Seniors (and their families) who choose assisted facilities are purchasing more than just a managed apartment: They are, in many respects, paying for a standard of care which puts respect and dignity at the forefront of resident/staff relationships. Because state regulations differ widely, however, and the term "assisted living" is often used as a marketing pitch, potential tenants must make sure to fully evaluate both the physical amenities and quality of care offered before signing a contract.

If you decide an assisted living facility is the best option for you or a family member, do your research. You can start by checking with Angie’s List to find the facilities in your area. Despite what they may call themselves, look at the descriptions for the term assisted living. Read through member ratings and reviews. The Assisted Living Foundation of America (ALFA) is a good resource. Every year, it runs a "best of the best" awards program, honoring those providers who are innovative or evolutionary in improving senior care.

Visit several facilities and talk to the staff and residents. Look for a pleasant atmosphere, adequate staffing and happy, engaged, well-groomed residents. Arrange for a tour of the facility, and ask to see a suite similar to the one you're considering. Ask what's included, and what costs extra. Three meals a day are typically parts of the basic price, but what about dietary restrictions or food preferences? Do these come with a bigger price tag? Are there private rooms? Do they have rooms with kitchen facilities? Is the bathroom private or shared? Are there private areas other than the bedroom for visits? Is there space for personal belongings?

Also ask about care. Ask how many full-time staff work at the facility, and how duties are handled. Will you see the same nurse from day to day, or can you expect a constantly changing staff? If applicable, find out if the facility accepts Medicare and Medicaid, and if it's Medicaid-certified. In addition, ask how the residence will liaise with your general practitioner. Does it have an in-house doctor, or will the facility call your physician in the event of an emergency? Find out if the state requires the facility to be licensed and ask to see the most recent inspection report.
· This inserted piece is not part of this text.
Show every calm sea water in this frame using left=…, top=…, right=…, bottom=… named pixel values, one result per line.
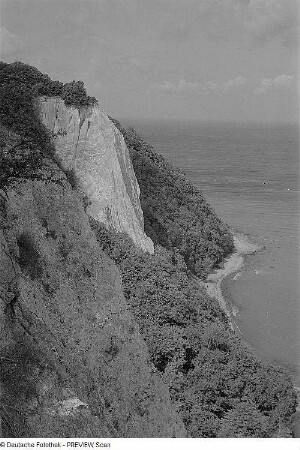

Check the facility for safety features including well-lit stairs and halls, handrails in the bathrooms, well-marked exits and a way to call for help if needed.

Last, you’ll need to determine how much you or your family will be involved in the care-planning process.

Above all, treatment as a person of value trumps low costs or value-added services. Assisted facilities are more than just a place to lay your head; ideally, they should provide peace of mind and body.